Reducing the Cost of Large Language Models: A Frugal Approach

This article explores the concept of FrugalGPT, a cost-saving architecture for LLM-driven apps that reduces cost and improves performance. It discusses the cost comparison of different LLMs, the relationship between cost and performance, and the cascading LLM system.
Reducing the Cost of Large Language Models: A Frugal Approach

Reducing the Cost of Large Language Models: A Frugal Approach

As the use of large language models (LLMs) continues to grow, so does the cost of running them. The cost of LLMs can be measured in various ways, but for third-party LLM-as-a-service providers, the cost is typically based on the number of tokens processed by the LLM. Different vendors have different ways of counting tokens, but for simplicity, let’s consider the cost to be based on the number of tokens.

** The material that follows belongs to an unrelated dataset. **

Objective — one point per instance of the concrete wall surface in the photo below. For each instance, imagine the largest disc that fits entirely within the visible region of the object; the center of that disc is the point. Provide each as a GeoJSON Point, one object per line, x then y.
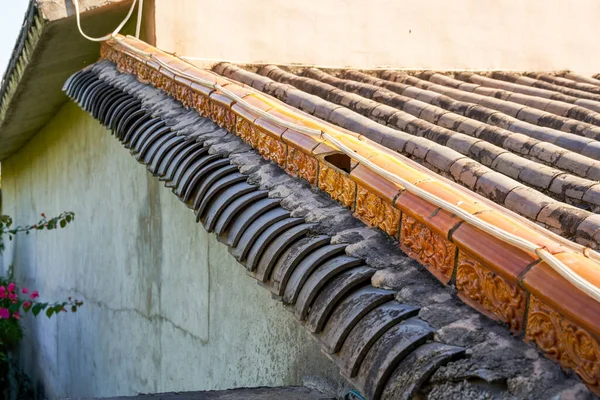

Cost comparison of different LLMs

The authors of the paper “FrugalGPT: How to Use Large Language Models While Reducing Cost and Improving Performance” provide a cost comparison of different LLMs, highlighting the significant difference in cost between various LLMs.

Performance vs Cost

The general relationship between cost and performance can be seen in the following graph, with FrugalGPT’s performance overlaid in red.

Performance vs Cost

Cascading LLMs

FrugalGPT’s system relies on a cascade of LLMs to give the user an answer. The user query begins with the cheapest LLM, and if the answer is good enough, it is returned. However, if the answer is not good enough, the query is passed along to the next cheapest LLM. The researchers used the following logic: if a less expensive model answers a question incorrectly, then it is likely that a more expensive model will give the correct answer. Thus, the chain is ordered from least expensive to most expensive, assuming that quality goes up as you get more expensive.

Cascading LLMs

Better Average Quality Than Just Querying the Best LLM

One might ask, if quality is most important, why not just query the best LLM and work on ways to reduce its cost? When this paper was published, GPT-4 was the best LLM, yet it did not always give a better answer than the FrugalGPT system! The authors speculate that, just as the most capable person doesn’t always give the right answer, the most complex model won’t either. Thus, by having the answer go through a filtering process with DistilBERT, you are removing any answers that aren’t up to par and increasing the odds of a good answer.

Better Average Quality

Moving Forwards with Cost Savings

The results of this paper are intriguing and raise questions about how we can go even further with cost savings without investing in further model optimization. One such possibility is to cache all model answers in a vector database and then do a similarity search to determine if the answer in the cache works before starting the LLM cascade. This would significantly reduce costs by replacing a costly LLM operation with a comparatively less expensive query and similarity operation.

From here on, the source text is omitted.